Recursion
for piano and live electronics
electro-acoustics / 4-channel audio


DEC 5, 2023
Youngjoo Jennifer Ryu Portrait Concert,
Lee Kang Sook Hall,
Seoul, South Korea

OCT 14, 2022
⟪SICMF 2022 Concert 1⟫
Platform-L Contemporary Art Center,
Seoul, South Korea
(winner from fest-M 2022 of KEAMS; Korea Electro-Acoustic Music Society)
Program Note
Sound disappears over time.
Time is a series of faded sounds.

When sensing, time does not move by exact intervals nor flows in one direction. Inside the mind, the same length of time could become a fleeting moment or an eternity. Under the name of memory and intuition, past and future pass through.

The sounds generated by an acoustic instrument are fated to linger for a certain period and fade away. However, in this piece, piano sounds that disappear after playing recur as electronic sounds. Through this process, the boundary between beginning and end becomes meaningless. The piano sounds recurring as fragments, tremors, or as a whole cast doubt about the proposition. 'Sound disappears as time passes by.' With the mixture of piano sounds flowing linearly and electronic sounds coming back recursively, this piece shows the subjective face of time.

Techniques Employed
Max/MSP
- Effects
- Live sound processing
- ICST Ambisonics plugin
- Master controller for the performance

Score

Production Details
The piece, Recursion, was created between September and December 2021.  

Goal
- To expand the piano’s instrumental possibilities through live processing in Max/MSP
- To make the piano feel almost like a different instrument

Composition Process
While composing the piano score, I played the piano, imagining how the electronic music would sound and leaving space for it. I wanted the performer to play naturally without feeling disjointed, such as when hearing clicks from in-ear. Therefore, I chose a time notation without bars, allowing the performer to play the piece by subjectively counting seconds.

Performer’s Role
The performer's role is crucial, as they are not only playing the piano but also making gestural cues recognizable to the Max/MSP operator (composer), such as raising their arm higher or taking a deep breath before hitting a note. There are more than 50 cues in Max/MSP for this piece, so the Max/MSP operator (composer) and the piano performer are both performing.

Max/MSP Integration
In Max/MSP, the piece is divided into two parts: the sine oscillator part, and live processing part. In the first part, the piano and the Max/MSP compensates each other. A limitation of the piano as an acoustic instrument is that once a note is played, it disappears over time. In Max/MSP, I reversed the envelope of the piano note's disappearance, giving it a long attack, a sustain controllable in length (by observing the piano performer's next movement), and a release similar to that of the piano.

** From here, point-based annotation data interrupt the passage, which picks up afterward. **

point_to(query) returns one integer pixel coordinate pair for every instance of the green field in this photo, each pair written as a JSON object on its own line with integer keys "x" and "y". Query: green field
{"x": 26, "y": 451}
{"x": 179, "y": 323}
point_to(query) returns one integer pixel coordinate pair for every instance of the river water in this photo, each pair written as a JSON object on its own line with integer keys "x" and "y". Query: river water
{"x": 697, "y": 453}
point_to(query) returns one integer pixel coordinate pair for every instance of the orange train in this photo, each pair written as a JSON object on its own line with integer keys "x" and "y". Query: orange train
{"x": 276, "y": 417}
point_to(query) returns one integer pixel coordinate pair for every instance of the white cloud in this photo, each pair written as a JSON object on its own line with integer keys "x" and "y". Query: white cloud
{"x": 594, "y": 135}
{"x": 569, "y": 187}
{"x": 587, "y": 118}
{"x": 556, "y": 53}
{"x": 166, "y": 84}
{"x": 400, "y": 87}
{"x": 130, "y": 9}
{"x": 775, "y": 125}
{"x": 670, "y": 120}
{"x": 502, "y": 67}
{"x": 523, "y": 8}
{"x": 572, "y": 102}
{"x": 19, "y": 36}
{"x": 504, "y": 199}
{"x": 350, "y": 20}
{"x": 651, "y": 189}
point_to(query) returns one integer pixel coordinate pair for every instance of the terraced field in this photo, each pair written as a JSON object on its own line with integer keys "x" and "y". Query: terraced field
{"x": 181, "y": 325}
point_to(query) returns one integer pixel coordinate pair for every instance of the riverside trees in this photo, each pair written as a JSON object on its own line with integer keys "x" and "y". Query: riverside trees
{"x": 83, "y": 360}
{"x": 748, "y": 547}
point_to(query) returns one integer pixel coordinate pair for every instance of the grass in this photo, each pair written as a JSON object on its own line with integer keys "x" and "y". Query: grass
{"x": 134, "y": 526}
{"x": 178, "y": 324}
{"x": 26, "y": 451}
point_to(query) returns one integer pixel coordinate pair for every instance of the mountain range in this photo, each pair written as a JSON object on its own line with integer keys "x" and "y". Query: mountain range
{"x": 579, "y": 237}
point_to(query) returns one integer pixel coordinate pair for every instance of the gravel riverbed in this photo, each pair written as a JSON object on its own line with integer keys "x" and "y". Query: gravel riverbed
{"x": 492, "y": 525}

After the piano performer strikes a note, Max/MSP plays a oscillator sound by replacing the note at the end of the phrase with a sine wave at the corresponding frequency. I could cue a sine wave with the envelope mentioned above to play and stop. This could involve a single oscillator or multiple oscillators playing simultaneously. I replaced 33 notes with the piano in the first part to create the effect of a missing note returning.  

Live Processing and Effects
In the second part, live processing is used to replay the piano sounds captured by the two microphones in real time to create the effect of hearing them on the piano. This live processing involves manipulating the sound of the piano as it is being played, adding a layer of complexity and depth to the piece. Various combinations of effects were used for different cues, including delay, reverse delay, grain delay, chorus, flanger, and pitch shift. For the 4-channel output, the ICST Ambisonics plugin was used to assign different ambisonic positions to each effect and to create a function to move each point.